Another Novato school, Lu Sutton, joined the program last month, bringing to eight the number of Marin schools that have introduced the program that began earlier this year at Bacich Elementary and Kent Middle schools in Kentfield.

The program is being financed by a $200,00 donation from the Earth Day Every Day Fund of the Marin Community Foundation. Three nonprofits, the Marin Conservation Corps, Strategic Energy Innovations and Cool the Earth are implementing the program and hope to introduce it to 25 Marin schools by the end of the year.

Even if I accepted the urgency of this whole Climate Change shtick, which you know I don’t, I would still find irksome the time wasting in which the schools routinely engage, pursuing any agenda other than the Three Rs. How about if they put a temporary stop to all the preaching and go back to the good old-fashioned teaching, with an emphasis on reading, writing and arithmetic.

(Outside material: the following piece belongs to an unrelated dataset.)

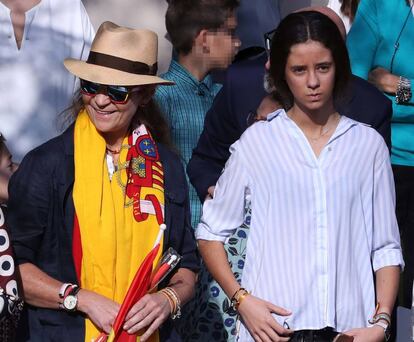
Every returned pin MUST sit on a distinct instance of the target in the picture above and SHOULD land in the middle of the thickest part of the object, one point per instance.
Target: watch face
(70, 302)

Of course, after spending hours perusing the appalling document that our local school board prepared — with the help of teachers — to establish teaching goals for the next few years, I’m slowly coming to the conclusion that schools spend a lot of time not teaching because of the teacher’s and administrator’s own educational deficits, deficits that don’t appear so much in math, but that reveal themselves in reading and writing. At our local schools, the faculty are very well-intentioned and committed to their jobs, and they manage to churn out high test scores by sticking closely to the prepared curriculum but, with some sterling exceptions (and my kids are lucky enough to have those exceptions this year), they are an ill-informed crew.

UPDATE:  Thanks to Ophi for helping me find what was manifestly a late night typo.  Making typos, however, is distinguishable from obscure or semi-illiterate writing, filled with cant, jargon and buzzwords, and impossible sentence construction, all aimed at concealing meaning (or the lack of meaning).